Jason Shapiro asked for a Supportive Living Services for his son Rick shortly before he aged out of the public school system at age 22.
That program allows Rick to live in his own residence with 24-hour care. Jason estimates that his son functions at the level of a one-year-old child.
“I came out of the workforce we got him back, so for the last two years Rick’s been my only job,” said Shapiro.
But the non-profit agency known as Alta California Regional Center, tasked with administering state funds for the developmentally disabled, ruled that Rick was more suited to a group home. His dad said that was tried but that his son’s behavior got worse.
Alta California also said that Rick had to be able to decide for himself whether he wanted to live in his own place and be able to communicate his wishes to a helper.
“Well if he could and he understood the meaning of that, he probably wouldn’t need these services,” said Shapiro.
Disability Rights California – an advocacy group for the developmentally disabled – is also taking up Rick’s cause, saying there is nothing in the law that requires Rick to communicate that wish.
An administrative law judge ruled after an extensive hearing that Rick would benefit from 24-hour care in his own residence.

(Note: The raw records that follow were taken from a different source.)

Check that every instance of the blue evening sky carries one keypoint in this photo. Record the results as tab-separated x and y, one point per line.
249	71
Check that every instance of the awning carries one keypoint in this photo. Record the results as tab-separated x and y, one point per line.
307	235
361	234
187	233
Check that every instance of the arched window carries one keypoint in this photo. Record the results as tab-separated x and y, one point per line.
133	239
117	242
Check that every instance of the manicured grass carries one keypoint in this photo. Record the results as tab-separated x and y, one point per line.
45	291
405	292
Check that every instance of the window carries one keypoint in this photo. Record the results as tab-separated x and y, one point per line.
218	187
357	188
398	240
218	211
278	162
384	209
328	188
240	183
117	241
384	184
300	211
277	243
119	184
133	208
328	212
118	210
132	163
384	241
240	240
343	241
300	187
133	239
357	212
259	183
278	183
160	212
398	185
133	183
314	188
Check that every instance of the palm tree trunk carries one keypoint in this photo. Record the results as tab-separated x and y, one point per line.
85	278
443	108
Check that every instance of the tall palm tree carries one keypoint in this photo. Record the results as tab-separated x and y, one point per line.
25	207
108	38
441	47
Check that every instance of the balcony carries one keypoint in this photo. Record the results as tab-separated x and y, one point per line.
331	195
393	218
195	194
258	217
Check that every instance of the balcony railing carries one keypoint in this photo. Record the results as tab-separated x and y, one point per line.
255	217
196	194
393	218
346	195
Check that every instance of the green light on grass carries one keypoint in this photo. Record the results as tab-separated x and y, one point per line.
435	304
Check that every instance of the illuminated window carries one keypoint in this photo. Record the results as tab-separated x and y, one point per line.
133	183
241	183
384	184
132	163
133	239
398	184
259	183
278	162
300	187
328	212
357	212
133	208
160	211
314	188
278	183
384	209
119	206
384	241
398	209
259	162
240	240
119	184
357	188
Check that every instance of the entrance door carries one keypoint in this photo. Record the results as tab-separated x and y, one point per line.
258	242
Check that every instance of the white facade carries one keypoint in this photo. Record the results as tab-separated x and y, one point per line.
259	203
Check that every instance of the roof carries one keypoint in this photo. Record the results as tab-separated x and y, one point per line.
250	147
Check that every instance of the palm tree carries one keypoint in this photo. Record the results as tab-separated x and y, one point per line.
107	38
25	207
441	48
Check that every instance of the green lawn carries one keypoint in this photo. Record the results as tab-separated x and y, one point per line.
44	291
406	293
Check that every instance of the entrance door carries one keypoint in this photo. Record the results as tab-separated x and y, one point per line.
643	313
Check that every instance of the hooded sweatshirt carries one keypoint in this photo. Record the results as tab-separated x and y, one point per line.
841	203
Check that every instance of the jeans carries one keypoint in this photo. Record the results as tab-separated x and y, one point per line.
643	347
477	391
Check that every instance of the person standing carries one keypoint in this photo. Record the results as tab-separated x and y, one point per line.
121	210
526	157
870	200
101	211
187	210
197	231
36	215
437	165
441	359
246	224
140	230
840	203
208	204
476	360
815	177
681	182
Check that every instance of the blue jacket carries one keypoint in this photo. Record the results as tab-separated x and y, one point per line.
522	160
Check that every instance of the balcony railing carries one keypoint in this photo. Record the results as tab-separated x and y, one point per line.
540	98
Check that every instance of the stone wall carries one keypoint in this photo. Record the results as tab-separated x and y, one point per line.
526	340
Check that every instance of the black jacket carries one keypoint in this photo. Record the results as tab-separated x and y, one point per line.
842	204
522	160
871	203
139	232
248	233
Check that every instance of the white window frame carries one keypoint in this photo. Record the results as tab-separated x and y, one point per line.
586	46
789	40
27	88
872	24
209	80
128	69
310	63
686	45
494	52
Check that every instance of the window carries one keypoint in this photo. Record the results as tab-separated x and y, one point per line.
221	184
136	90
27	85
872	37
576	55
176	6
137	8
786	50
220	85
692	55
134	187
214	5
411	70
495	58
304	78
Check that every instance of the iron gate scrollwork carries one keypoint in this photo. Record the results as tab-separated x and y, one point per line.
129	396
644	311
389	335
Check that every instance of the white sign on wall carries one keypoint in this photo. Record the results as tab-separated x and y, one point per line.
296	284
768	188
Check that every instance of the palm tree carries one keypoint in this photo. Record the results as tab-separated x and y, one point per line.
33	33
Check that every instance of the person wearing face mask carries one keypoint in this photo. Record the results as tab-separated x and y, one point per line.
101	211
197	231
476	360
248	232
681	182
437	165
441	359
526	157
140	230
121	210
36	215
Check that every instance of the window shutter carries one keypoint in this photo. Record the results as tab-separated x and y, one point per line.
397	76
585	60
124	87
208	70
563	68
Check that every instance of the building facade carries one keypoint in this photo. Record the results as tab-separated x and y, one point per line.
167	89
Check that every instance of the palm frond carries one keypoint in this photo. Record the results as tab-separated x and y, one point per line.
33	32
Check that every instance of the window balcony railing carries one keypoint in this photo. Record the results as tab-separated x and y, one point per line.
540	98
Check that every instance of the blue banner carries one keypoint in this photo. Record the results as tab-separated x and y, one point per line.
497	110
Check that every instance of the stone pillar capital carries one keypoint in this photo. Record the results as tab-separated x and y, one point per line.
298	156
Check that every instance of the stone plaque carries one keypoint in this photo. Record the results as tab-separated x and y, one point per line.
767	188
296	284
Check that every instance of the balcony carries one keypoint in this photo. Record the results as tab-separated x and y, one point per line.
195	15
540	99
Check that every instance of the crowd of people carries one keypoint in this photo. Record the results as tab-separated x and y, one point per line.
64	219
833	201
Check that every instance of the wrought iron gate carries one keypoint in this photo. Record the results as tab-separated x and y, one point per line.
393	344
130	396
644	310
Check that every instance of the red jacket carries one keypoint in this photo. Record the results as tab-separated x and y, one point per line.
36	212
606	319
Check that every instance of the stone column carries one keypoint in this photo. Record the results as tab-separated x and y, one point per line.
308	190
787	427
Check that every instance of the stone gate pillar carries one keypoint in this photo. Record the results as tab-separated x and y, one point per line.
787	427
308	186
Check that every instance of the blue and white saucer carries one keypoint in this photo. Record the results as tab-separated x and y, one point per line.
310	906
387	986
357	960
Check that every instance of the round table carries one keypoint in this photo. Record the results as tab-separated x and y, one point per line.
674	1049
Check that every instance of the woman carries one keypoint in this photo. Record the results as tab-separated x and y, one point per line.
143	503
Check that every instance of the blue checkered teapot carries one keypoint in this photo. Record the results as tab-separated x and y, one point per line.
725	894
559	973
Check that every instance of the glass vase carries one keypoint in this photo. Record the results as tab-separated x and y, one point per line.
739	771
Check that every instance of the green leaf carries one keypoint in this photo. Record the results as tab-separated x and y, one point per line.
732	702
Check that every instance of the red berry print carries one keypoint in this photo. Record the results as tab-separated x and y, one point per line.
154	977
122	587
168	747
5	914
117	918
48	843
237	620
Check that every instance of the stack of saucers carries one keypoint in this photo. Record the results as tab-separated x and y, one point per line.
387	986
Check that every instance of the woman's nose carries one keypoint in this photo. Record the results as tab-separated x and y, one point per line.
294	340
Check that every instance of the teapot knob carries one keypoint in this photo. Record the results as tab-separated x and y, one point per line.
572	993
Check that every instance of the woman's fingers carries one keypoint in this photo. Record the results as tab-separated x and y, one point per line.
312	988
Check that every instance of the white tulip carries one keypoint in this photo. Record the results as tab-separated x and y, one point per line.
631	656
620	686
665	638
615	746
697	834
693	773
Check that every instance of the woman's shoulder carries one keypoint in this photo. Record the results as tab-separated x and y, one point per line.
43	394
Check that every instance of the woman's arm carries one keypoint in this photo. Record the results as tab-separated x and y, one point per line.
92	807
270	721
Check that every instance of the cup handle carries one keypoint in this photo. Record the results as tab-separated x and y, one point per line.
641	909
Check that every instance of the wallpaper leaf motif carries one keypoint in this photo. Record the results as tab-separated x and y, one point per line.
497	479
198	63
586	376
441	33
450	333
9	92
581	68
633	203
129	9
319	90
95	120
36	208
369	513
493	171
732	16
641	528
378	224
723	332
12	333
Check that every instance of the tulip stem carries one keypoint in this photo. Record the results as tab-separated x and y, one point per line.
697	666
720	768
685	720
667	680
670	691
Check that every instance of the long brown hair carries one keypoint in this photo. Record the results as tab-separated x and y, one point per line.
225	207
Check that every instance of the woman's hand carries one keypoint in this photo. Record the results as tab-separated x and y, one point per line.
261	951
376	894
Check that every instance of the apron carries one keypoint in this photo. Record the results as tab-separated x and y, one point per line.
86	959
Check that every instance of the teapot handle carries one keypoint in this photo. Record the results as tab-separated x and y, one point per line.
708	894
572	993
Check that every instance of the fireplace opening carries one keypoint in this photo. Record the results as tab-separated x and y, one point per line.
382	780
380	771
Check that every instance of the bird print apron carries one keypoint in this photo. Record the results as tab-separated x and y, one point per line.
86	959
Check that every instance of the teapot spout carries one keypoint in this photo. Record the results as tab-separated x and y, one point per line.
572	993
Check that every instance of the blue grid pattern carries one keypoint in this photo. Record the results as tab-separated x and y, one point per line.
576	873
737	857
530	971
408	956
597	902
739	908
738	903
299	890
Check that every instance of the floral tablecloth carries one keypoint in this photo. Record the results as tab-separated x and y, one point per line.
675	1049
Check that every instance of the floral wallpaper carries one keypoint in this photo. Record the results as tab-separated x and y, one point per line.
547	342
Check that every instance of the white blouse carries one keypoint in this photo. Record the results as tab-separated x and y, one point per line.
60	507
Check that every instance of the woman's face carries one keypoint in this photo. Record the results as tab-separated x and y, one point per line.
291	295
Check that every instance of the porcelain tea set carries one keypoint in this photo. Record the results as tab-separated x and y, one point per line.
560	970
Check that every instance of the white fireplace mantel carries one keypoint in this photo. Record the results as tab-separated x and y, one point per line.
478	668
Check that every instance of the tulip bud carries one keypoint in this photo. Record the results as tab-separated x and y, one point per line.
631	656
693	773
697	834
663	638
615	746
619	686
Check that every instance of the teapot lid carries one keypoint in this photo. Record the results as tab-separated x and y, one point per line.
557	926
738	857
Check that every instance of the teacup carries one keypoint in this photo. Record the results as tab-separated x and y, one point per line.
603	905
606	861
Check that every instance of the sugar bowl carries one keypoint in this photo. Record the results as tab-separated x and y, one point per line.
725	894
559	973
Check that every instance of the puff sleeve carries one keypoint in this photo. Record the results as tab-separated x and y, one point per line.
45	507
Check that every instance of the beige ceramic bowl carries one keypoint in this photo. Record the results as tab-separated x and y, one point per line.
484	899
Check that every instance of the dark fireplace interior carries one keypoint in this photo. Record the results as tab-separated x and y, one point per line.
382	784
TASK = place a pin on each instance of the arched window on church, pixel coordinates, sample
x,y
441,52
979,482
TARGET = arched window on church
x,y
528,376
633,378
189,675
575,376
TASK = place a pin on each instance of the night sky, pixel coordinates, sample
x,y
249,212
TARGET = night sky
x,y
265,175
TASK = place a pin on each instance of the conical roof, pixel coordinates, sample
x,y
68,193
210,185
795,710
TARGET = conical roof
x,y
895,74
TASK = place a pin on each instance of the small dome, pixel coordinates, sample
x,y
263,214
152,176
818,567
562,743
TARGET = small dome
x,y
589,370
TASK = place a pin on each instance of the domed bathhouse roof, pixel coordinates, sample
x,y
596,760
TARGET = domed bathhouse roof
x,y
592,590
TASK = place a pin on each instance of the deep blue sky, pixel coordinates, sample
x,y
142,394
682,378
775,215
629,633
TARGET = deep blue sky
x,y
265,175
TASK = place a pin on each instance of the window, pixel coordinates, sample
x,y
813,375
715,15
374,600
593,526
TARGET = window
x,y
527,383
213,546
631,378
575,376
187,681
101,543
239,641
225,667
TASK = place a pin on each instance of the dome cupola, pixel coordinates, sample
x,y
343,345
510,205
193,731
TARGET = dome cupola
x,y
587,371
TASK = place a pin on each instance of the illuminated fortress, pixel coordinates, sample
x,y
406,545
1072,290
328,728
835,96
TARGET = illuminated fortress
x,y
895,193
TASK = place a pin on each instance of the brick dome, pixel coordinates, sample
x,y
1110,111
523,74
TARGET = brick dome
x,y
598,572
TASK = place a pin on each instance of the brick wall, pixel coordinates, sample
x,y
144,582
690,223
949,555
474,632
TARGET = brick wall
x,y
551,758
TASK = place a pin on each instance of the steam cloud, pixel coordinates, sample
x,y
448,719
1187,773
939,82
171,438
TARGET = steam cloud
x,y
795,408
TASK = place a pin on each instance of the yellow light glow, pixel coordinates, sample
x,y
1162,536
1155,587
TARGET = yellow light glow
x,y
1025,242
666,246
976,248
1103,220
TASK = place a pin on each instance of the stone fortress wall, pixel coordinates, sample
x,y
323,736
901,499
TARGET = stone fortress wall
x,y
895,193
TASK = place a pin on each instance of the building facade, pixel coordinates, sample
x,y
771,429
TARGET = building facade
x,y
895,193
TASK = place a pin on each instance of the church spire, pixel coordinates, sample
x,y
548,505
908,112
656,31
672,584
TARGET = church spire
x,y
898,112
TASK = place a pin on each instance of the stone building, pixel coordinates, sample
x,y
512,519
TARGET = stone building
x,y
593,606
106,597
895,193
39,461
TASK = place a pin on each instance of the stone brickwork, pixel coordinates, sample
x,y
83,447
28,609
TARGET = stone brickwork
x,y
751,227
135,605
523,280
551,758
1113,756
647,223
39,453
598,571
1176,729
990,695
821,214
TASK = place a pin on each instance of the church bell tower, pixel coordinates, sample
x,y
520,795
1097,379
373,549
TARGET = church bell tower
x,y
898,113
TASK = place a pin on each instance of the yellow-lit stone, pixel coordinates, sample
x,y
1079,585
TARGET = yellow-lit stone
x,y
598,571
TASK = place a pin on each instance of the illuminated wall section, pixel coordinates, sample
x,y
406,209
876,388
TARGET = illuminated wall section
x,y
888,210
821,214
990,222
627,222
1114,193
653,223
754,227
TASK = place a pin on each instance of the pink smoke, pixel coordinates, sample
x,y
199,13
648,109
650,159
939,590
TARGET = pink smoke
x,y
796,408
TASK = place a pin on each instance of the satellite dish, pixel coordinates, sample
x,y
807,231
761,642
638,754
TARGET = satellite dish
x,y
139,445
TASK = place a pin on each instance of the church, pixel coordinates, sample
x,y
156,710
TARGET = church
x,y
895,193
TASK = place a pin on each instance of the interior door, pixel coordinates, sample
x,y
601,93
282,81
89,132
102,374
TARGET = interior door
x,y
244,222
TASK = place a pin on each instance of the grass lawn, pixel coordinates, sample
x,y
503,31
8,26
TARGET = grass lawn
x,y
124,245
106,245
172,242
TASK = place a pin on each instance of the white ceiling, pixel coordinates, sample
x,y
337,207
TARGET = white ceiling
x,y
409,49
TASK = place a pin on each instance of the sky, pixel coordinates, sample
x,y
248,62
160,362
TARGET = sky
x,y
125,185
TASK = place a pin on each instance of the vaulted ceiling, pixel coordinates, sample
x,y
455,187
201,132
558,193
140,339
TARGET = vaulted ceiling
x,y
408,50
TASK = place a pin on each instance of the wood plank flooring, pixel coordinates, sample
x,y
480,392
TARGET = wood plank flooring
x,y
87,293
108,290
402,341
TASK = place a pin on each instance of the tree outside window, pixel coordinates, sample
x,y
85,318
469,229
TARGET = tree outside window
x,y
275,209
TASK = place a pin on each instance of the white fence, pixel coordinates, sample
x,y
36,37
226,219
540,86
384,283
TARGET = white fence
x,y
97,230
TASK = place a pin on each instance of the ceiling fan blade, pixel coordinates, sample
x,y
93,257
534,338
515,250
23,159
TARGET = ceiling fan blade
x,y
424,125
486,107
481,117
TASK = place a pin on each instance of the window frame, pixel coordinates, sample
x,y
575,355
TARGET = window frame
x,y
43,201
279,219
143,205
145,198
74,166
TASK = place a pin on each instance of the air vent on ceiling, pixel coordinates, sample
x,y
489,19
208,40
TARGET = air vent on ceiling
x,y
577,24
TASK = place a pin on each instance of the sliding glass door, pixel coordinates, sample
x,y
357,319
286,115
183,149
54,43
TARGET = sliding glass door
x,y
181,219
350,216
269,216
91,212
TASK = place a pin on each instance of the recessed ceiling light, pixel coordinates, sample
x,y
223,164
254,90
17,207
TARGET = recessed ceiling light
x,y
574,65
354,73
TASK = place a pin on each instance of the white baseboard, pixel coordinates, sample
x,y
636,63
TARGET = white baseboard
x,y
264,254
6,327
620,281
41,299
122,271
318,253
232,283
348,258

It still took half a year for arrangements to be made, which Shapiro characterized as foot-dragging to save money. He said the three and half-year process was evidence that the agency was trying to save money rather than act in the interest of his son.
An administrator for Alta California said they always intended to comply with the judge’s ruling – but did not say why they fought the application on several grounds, or why the seven month delay citing confidentiality rules placed on client information.
Disability Rights California attorney Jonathan Elson released a statement:
“SLS is an important alternative to group-based living arrangements and has been instrumental in helping people move out of institutions into the community.”
Elson also stated that many clients are not suited to group living arrangements and that too often services are slow in coming despite going through an arduous hearing procedure. He also said there is a narrow opportunity for further legal recourse to speed up the process even after winning an administrative hearing.
Shapiro says his advice to other parents is to persist.
“The story is don’t give up hope and whatever you do make sure that if you need help to reach out for it,” said Shapiro.
He plans to start an advocacy group for the parents of autistic children and make use of all that he has learned in his three and half-year struggle.